Bereits am 15. April 19 war er in anderen Angelegenheit ebenfalls zu einem Jahr ohne Bewährung verurteilt worden (vgl. dazu an dieser Stelle bereits: http://www.trend.infopartisan.net/trd5619/t665619.html externer Link) – daraufhin kam es zu einer öffentlichen Polemik, da das Gericht einen sofortigen Haftantritt anordnete, sich die Staatsanwaltschaft dem jedoch widersetzte. Antirassistische Organisationen kritisierten daraufhin in einem Gastbeitrag für das Wochenmagazin L’Obs ein „juristisches München“ – in Anspielung auf das Münchener Abkommen von 1938 (vgl. u.a. https://www.lemonde.fr/societe/article/2019/05/07/polemique-autour-du-mandat-d-arret-contre-alain-soral_5459257_3224.html externer Link), was die Staatsanwaltschaft empörte. Letztere konterte mit dem Verweis, sie habe in dieser Strafsache selbst das Verfahren eingeleitet – die Nebenkläger traten erst später hinzu – und, erstmals, eine Haftstrafe ohne Bewährung gegen Soral gefordert. Auch widersetze sie sich nicht dem Strafmaß, sondern der Anordnung zum sofortigen Haftantritt.

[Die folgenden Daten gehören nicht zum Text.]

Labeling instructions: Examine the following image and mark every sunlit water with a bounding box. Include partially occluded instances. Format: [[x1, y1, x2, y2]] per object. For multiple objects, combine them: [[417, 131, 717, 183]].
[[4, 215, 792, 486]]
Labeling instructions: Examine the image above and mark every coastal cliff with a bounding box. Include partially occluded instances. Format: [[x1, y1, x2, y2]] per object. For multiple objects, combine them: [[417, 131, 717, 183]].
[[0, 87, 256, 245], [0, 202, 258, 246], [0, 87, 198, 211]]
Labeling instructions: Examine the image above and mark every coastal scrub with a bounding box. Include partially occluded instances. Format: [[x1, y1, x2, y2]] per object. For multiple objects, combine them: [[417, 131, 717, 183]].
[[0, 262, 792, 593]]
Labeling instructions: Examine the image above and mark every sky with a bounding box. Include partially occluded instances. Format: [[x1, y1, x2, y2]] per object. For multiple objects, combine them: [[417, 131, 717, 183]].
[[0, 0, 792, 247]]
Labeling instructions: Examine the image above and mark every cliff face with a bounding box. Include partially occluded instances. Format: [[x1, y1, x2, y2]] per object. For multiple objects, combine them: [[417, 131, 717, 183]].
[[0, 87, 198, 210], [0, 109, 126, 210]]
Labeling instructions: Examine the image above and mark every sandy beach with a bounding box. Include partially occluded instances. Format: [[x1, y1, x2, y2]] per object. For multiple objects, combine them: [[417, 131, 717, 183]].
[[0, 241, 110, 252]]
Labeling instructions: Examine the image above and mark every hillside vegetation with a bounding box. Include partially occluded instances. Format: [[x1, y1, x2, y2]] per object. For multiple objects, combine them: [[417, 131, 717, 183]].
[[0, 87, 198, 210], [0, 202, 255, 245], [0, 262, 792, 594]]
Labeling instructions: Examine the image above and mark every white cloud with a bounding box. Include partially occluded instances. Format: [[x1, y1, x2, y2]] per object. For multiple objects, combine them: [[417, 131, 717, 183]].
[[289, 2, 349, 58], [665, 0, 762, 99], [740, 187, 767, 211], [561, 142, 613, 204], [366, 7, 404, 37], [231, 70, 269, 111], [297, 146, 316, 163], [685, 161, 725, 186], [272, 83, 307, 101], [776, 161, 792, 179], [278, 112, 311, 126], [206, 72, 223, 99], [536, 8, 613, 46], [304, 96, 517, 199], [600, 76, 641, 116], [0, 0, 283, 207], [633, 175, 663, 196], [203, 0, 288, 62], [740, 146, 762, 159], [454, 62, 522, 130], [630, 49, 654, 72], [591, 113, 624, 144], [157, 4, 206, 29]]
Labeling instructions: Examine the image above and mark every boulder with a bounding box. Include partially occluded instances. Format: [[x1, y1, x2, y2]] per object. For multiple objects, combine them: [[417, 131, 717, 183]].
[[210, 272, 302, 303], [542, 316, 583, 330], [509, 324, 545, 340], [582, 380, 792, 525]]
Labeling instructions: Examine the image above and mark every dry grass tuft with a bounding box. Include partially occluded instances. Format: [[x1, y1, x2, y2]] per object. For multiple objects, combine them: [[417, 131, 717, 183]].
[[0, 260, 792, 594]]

Juristisch hat sie darin durchaus Recht, denn Artikel 465 des französischen Strafprozessgesetzbuchs (vgl.: https://www.legifrance.gouv.fr/affichCodeArticle.do?idArticle=LEGIARTI000024497121&cidTexte=LEGITEXT000006071154&dateTexte=20110812 externer Link) erlaubt es, eine sofortige Inhaftierung bei einer Verurteilung „nach dem Allgemeinen Strafrecht sowie dem Militärstrafrecht“ anzuordnen, nicht jedoch nach dem Presserecht, das in einem eigenen Gesetz geregelt ist. Insofern beging das Gericht einen Fehler und hätte den Zeitpunkt des Haftantritts einer späteren Vorladung zum Haftprüfungsrichter (juge d’application des peines) überlassen müssen. Allerdings hat die Staatsanwaltschaft wiederum nicht die Befugnis, den Inhaftierungsbefehl im Urteil auszusetzen, auch wenn er fehlerhaft ist, da das Einlegen von Berufung durch eine der Prozessparteien keine aufschiebende Wirkung hat, sondern das erstinstanzliche Urteil vollstreckbar ist. In diese Form stellt sich die aufgetauchte Rechtsfrage erstmals. Die juristische Unsicherheit kommt Alain Soral vorläufig zugute, noch immer befindet er sich in Freiheit. Die jüngste Häufung von Verurteilungen gegen ihn dürfte jedoch dafür sorgen, dass er nicht davor verschont bleibt, früher oder später im Gefängnis zu landen. Zwischenzeitlich erhielt er nun auch am 22. Mai d.J., in zwei anderen Verfahren, zwei zusätzliche Bewährungsstrafen von je vier Monaten. (Vgl. http://www.leparisien.fr/faits-divers/provocation-a-la-haine-raciale-condamnations-confirmees-en-appel-pour-alain-soral-22-05-2019-8077572.php externer Link)

Um Kopf und Kragen redete sich unterdessen eine offenkundig von Soral kontaminierte Persönlichkeit, die selbst nicht über ein geschlossen antisemitisches Weltbild – und wahrscheinlich über kein fest definiertes Weltbild – verfügt, jedoch auf der Suche nach Verbündeten im „Widerstand“ gegen die Etablierten jemanden wie Alain Soral gerne einmal als zu Unrecht Verfolgten und Verfemten wahrnimmt. Es handelt sich um den in Marseille lebenden Oberstufenlehrer Etienne Chouard. (Vgl. dazu unseren zuvor erschienenen Artikel: https://www.labournet.de/internationales/frankreich/soziale_konflikte-frankreich/rechte-gelbwesten-vom-voelligen-durchknallen-eines-vermeintlichen-vordenkers-gesellschaftlicher-opposition-in-frankreich/)

Artikel von Bernard Schmid vom 24.6.2019 – wir danken!